The iterative algorithm for SARSA is as follows:
$$ Q(s_t, a_t) \leftarrow Q(s_t,a_t) + \alpha[r_t + \gamma Q(s_{t+1},a_{t+1}) - Q(s_t,a_t)],$$
where $r$ is the reward, $\gamma$ is the discount factor, $s$ is the state, $a$ is the action, $t$ is the time.
I have seen this work many times, but never understood why this works.
Can someone explain/give an insight why this algorithm converges and $Q-$learning/SARSA is possible?
Thanks
 A: The SARSA algorithm is a stochastic approximation to the Bellman equations for Markov Decision Processes. One way of writing the Bellman equation for $q_{\pi}(s,a)$ is:
$$q_{\pi}(s,a) = \sum_{s',r}p(s',r|s,a)( r + \gamma \sum_{a'}\pi(a'|s') q_{\pi}(s',a'))$$
Where $p(s',r|s,a)$ is the probability of transition to state $s'$ with reward $r$ given current state $s$ and action $a$.
In Dynamic Programming solutions to MDPs, the Bellman equation is used directly as an update mechanism that converges to correct values for $q_{\pi}(s,a)$. For estimating the value of a fixed policy, this works because the only stationary points of these updates are when the two sides are equal, and there is one equation for each $q_{\pi}(s,a)$ relating it linearly to one or more other $q_{\pi}(s',a')$, so it has a computable solution.
When you add the search for an optimal solution, such as in SARSA, then the policy $\pi$ changes. There is a proof that changing the policy to pick the action $\pi'(s) = argmax_a q_{\pi}(s,a)$ will always either improve the policy or be optimal. This is called the Policy Improvement Theorem, and is based on the inequality $v_{\pi}(s) \le q_{\pi}(s,\pi'(s))$ - there is an extension to the theorem that covers $\epsilon$-greedy policies used in learners such as Monte Carlo Control or SARSA.
TD learning, including SARSA and Q-Learning, uses the ideas of Dynamic Programming in a sample-based environment where the equalities are true in expectation.
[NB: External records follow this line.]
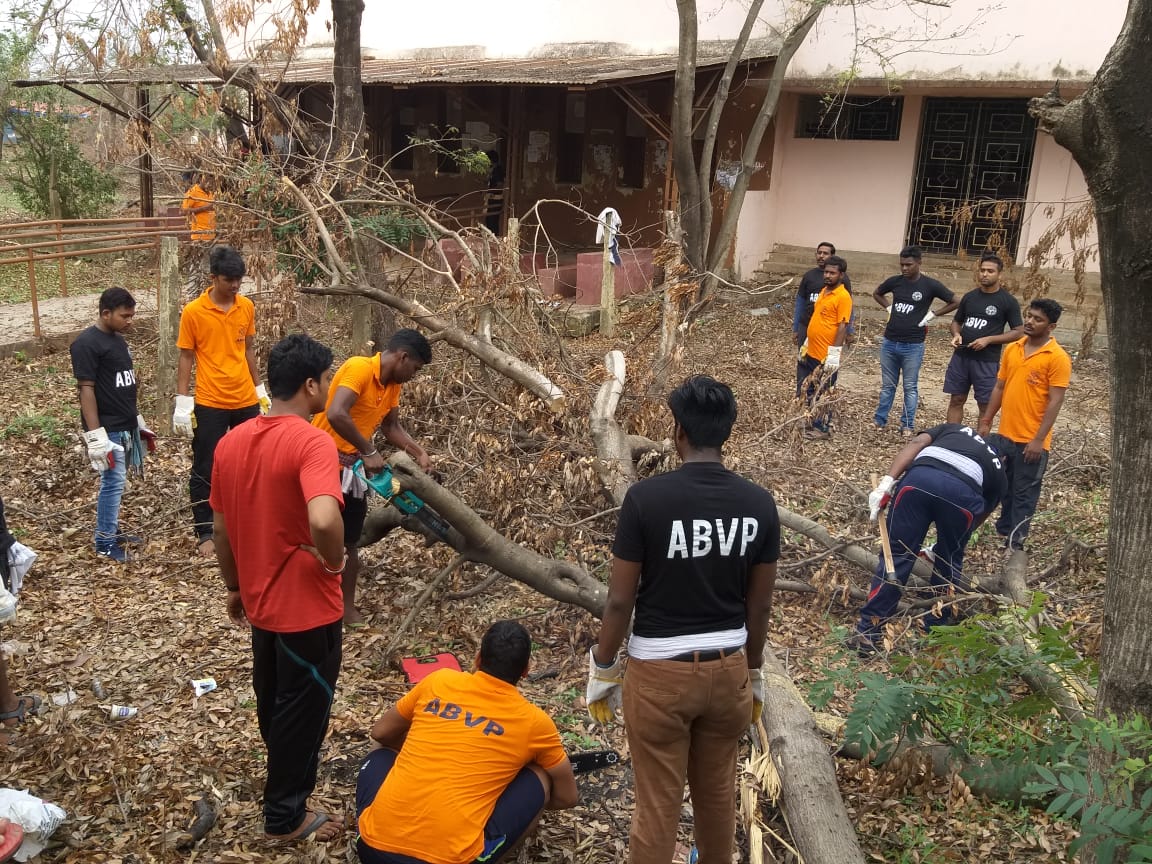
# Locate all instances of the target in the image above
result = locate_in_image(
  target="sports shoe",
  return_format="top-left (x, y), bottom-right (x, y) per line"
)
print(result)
top-left (96, 545), bottom-right (128, 564)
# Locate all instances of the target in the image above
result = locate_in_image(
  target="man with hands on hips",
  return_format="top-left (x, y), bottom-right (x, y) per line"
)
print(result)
top-left (587, 375), bottom-right (780, 864)
top-left (172, 245), bottom-right (268, 557)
But essentially you can see how the update $q_{\pi}(s,a) = \sum_{s',r}p(s',r|s,a)( r + \gamma \sum_{a'}\pi(a'|s') q_{\pi}(s',a'))$ has turned into SARSA's update:


*

*The weighted sum over state transition and reward probabilities happens in expectation as you take many samples. So $Q(S,A) = \mathbb{E}[ \text{Sampled}(R) + \gamma \sum_{a'}\pi(a'|S') q_{\pi}(S',a')]$ (technically you have to sample R and S' together)
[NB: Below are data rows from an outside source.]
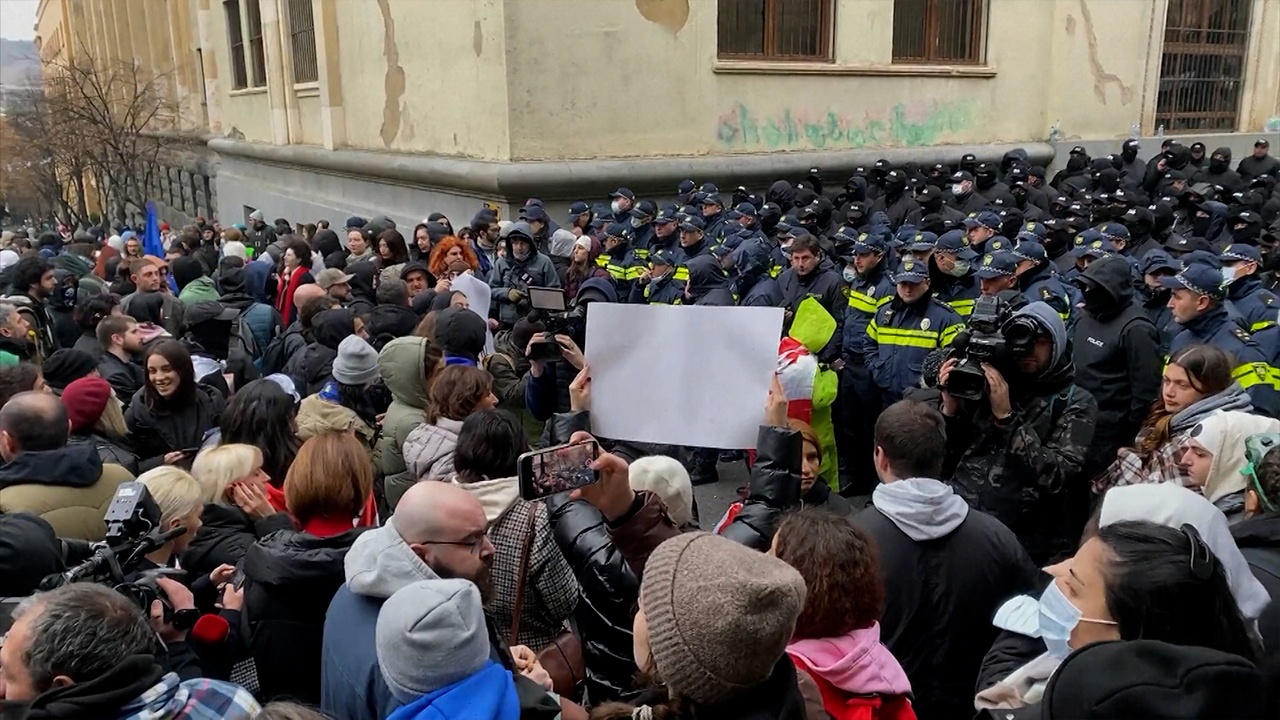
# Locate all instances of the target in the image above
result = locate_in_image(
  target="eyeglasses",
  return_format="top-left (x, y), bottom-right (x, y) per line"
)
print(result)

*Likewise the weighting of the current policy happens in expectation. So $Q(S,A) = \mathbb{E}[ \text{Sampled}(R + \gamma Q(S',A'))]$

*To change this expectation into an incremental update, allowing for non-stationarity as the policy improves over time, we add a learning rate and move each estimate towards the latest sampled value: $Q(S,A) = Q(S,A) +\alpha[R + \gamma Q(S',A') - Q(S,A)]$
For a more thorough explanation of the building blocks of algorithms like SARSA and Q-Learning, you can read Reinforcement Learning: An Introduction. Or for a more concise and mathematically rigorous approach you can read Algorithms for Reinforcement Learning.